Giordan was already outside in the courtyard, raising his arms overhead toward the sky the way he did every morning. Watching the slightly rounded figure go through the stretching motions: arms up, then out, then down again, in a flowing motion, Jerzy thought that it should have been comical, but the grace with which they were performed instead made it a silent dance. Not something Jerzy would have expected, on first meeting Giordan, but now was simply another aspect of his teacher. The open laugh was matched by a deep mind and a solid dedication to his vines.

“Ah. Awake and ready to go. Excellent, excellent.” Giordan’s tone was light, but the expression on his face, as he draped a towel across his neck and walked toward Jerzy, was of more serious mien. “You will walk with me to check on the storm’s results?”

“Of course.” Even with all his other worries, Jerzy was just thankful that Giordan would let him anywhere near the vineyard again, and hoped that the trust was not misplanted.

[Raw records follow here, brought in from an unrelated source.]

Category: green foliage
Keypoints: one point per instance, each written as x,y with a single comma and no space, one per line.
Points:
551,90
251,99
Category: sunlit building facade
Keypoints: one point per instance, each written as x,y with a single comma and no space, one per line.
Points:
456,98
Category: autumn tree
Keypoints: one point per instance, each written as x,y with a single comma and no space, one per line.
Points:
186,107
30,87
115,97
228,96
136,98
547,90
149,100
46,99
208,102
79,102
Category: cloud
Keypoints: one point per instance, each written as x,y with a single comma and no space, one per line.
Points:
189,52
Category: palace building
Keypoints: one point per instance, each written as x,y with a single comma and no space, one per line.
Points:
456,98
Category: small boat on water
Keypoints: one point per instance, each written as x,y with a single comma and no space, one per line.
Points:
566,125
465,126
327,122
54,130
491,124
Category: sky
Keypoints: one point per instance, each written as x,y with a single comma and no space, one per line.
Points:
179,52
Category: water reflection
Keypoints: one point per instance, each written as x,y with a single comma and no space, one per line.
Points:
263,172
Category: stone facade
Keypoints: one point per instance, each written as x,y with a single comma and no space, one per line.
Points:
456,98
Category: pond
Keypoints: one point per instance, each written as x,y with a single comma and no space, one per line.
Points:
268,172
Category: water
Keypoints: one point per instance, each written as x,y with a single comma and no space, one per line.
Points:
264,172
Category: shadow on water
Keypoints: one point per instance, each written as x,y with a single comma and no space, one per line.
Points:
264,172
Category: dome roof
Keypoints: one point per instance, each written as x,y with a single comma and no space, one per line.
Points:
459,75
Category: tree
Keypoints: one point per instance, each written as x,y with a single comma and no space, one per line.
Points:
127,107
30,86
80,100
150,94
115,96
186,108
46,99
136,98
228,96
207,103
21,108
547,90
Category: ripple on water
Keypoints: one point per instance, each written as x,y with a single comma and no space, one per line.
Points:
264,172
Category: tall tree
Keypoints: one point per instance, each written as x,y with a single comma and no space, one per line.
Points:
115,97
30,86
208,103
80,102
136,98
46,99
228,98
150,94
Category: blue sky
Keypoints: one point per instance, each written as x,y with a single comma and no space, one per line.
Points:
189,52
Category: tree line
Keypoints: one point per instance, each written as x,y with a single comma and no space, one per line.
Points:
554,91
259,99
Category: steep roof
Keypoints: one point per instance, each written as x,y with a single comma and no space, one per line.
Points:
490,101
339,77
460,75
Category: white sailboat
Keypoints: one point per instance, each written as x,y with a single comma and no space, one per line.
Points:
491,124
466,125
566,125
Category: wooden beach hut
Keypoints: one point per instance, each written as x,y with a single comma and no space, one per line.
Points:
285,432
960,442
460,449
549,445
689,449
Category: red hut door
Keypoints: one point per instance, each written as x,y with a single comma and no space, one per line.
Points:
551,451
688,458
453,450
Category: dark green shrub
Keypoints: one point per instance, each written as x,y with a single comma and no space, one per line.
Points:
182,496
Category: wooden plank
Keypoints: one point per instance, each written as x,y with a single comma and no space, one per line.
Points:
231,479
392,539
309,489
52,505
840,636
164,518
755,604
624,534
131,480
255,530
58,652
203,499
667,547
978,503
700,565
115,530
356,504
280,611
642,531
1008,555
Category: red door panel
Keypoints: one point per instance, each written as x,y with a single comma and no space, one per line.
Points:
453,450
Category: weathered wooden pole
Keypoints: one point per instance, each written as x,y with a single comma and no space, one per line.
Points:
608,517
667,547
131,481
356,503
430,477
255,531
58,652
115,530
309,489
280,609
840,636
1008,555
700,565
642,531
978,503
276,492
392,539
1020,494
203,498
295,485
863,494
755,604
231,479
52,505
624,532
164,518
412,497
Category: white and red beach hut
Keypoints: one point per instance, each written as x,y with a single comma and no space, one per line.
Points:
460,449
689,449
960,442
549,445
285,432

The road was muddy, but the sky was blue and the air fresh and clear, and Jerzy felt his spirits lifting as they walked, silently, out the side gate and down the road, retracing their steps of the ill-fated day. A bird flew overhead, circling gracefully in a decreasing spiral before it swooped to strike at its prey, then rose again. Jerzy could not see, at that distance, if it had been successful or not.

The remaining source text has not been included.